Want to buy one? Here are the best local spots for panettone, pandoro, and torrone in Venice (bypassing the most crowded and touristy areas of the city).
Dal Nono Colussi has a long history of demonstrating passion for good food. Franco (above), the owner, started the business 65 years ago, and while he’s now 80 years old, he seems much younger. I would also say that he perfectly represents the genuine Venetian artisan: sharp at first impression, and very hospitable after a while.

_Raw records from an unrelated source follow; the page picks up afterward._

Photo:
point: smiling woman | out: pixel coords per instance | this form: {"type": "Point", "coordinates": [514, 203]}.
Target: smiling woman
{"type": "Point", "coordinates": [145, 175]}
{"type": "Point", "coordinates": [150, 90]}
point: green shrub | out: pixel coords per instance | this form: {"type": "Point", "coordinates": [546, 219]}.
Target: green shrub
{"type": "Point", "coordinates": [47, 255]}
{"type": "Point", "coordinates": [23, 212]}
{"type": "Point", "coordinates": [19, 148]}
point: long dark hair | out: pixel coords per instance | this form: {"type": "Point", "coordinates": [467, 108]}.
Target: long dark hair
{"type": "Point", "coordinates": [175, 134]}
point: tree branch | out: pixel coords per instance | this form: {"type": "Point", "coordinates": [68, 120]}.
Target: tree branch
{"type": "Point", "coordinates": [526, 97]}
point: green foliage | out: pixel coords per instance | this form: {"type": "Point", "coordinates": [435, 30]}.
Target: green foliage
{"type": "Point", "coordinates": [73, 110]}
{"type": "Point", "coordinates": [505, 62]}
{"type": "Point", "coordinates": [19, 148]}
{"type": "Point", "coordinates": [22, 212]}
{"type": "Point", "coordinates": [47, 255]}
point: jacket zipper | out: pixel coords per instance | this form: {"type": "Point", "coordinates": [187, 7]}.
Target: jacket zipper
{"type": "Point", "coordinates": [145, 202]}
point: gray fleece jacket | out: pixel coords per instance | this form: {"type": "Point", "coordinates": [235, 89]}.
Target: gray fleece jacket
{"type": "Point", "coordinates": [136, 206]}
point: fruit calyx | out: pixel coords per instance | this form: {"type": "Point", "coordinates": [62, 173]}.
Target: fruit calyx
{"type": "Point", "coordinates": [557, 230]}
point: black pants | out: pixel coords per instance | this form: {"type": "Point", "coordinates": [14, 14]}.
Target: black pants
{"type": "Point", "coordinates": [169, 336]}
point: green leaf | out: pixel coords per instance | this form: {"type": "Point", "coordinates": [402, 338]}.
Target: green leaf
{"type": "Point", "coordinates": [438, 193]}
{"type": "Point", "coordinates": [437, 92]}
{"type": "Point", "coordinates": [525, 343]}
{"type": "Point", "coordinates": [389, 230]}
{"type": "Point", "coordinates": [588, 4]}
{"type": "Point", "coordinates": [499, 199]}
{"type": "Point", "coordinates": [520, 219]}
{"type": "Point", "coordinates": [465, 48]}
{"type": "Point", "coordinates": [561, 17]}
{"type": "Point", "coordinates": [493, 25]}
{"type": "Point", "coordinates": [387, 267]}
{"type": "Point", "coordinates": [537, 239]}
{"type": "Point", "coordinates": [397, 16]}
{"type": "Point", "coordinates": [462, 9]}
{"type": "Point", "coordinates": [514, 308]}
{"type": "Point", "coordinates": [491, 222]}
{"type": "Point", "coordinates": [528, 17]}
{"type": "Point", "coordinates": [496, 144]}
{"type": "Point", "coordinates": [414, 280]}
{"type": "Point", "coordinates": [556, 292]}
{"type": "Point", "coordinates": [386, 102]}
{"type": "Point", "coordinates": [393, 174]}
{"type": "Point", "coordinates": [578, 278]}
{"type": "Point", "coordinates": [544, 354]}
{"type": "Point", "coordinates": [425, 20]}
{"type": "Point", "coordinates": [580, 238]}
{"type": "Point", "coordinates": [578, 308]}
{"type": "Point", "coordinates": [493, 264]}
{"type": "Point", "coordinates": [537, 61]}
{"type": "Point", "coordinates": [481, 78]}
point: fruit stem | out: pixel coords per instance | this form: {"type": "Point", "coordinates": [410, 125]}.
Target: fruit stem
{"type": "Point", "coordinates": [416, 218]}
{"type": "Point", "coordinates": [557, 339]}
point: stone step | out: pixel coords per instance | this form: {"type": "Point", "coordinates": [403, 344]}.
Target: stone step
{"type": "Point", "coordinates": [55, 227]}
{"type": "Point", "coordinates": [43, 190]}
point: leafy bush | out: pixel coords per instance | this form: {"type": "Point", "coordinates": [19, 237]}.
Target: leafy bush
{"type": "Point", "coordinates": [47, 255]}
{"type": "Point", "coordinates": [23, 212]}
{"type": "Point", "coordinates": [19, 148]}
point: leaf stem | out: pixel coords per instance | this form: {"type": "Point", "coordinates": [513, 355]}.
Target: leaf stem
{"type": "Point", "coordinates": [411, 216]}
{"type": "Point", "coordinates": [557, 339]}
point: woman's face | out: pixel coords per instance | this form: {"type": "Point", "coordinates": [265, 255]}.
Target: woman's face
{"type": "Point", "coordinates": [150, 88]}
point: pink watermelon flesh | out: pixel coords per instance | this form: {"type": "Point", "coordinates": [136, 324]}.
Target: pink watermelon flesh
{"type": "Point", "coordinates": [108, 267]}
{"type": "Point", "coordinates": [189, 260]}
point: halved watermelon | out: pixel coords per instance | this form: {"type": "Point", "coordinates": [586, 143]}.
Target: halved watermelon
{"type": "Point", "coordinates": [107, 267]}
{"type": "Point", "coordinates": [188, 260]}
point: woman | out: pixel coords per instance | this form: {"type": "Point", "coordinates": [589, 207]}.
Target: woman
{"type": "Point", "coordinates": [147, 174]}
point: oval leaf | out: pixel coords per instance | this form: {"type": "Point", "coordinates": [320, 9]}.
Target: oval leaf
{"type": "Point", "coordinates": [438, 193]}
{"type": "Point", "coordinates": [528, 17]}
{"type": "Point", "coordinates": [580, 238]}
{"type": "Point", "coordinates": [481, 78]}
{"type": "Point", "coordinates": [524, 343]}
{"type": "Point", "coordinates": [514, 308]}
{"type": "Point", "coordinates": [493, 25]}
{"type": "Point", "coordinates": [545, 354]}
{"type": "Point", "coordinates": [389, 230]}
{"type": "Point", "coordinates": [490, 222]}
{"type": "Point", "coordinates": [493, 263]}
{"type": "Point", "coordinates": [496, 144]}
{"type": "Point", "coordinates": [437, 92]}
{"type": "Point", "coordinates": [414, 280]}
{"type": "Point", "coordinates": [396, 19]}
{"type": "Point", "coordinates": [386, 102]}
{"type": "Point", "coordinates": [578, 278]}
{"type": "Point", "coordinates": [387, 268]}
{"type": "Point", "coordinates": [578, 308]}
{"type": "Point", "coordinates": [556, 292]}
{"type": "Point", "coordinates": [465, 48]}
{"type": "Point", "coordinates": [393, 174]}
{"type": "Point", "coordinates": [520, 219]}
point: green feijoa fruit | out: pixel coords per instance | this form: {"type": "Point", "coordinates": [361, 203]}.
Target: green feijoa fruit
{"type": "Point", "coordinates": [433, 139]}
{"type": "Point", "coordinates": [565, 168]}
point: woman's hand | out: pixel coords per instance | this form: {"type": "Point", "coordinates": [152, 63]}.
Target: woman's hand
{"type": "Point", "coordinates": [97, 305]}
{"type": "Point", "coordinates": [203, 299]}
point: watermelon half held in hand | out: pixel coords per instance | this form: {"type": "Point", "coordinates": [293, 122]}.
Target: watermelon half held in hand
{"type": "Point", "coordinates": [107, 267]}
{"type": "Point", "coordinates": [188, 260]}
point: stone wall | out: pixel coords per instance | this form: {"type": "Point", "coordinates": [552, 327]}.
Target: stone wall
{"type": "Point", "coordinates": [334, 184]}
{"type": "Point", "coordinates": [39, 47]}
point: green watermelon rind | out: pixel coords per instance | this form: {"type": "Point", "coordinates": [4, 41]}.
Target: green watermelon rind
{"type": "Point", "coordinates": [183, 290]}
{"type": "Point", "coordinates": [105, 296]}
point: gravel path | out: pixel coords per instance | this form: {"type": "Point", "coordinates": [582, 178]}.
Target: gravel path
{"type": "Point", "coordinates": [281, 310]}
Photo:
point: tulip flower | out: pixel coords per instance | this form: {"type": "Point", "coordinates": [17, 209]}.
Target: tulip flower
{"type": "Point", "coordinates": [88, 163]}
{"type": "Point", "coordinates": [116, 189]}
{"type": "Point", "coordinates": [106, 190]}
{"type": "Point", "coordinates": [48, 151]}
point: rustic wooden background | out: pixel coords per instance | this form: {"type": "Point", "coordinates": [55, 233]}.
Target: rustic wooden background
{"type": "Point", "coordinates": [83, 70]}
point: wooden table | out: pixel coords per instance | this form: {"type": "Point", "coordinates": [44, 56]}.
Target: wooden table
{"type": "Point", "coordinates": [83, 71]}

On display in the shop is just a sampling of the many prizes Franco won while working as a pasticcere (pastry man) — but the true reward is talking with him and hearing stories like how he has been repeatedly invited abroad to Canada, Japan, and Australia for his expertise. “I wanted to go, but just for holidays!” he says. His shop is a small lovely place in Calle lunga S. Barnaba ( 2867a, Dorsoduro, 2867A, 30123 Venezia VE).
Quite close to Colussi, there’s Tonolo (Calle S. Pantalon, 3764, Venezia ), another very famous bakery and pastry shop. It’s close to the most lively square in town (Campo S. Margherita) and to Campo S. Pantalon. Like most of the shops in town, Tonolo has a small and narrow room that’s always crowded — so be prepared to eat and drink while standing. You can also feel like you’ve gone back in time in this shop, as its story started way back in 1886. The paper they use to wrap pastries shows the prize that Tonolo received in Paris in 1909 for the best focaccia cake.
In the lead up to Chrismas, the area just inside the entrance is invaded by soft and colourful boxes tied with ribbons, ready for giving to those lucky friends who will receive a panettone!
Castello – S. Marco
Rosa Salva is a famous pastry shop located in Campo S. Giovanni e Paolo, close to the entrance of the local civic hospital. (This area is not very well-known among tourists, so a good reason to visit!) Rosa Salva still has its original furniture of marble shelves, Murano-glass lamps, and frosted glass and mirrors all dating to the beginning of the 1900s.
It’s a great place to visit at any time, quite different from many of Venice’s other cafes. Grab a seat inside the pretty tea room or outside in the square where many tables and chairs are ready for you, even on a bright winter’s day.
Torrone is another typical Christmas cake, and the main ingredients are nuts, chestnuts, pistachios and toasted almonds. It’s quite common in pastry shops — you can buy it in slices, wrapped so that you can see all the different colours, depending on the flavour. The ones posted here come from Pitteri, located on Strada Nuova (Sestiere Cannaregio, 3843/A).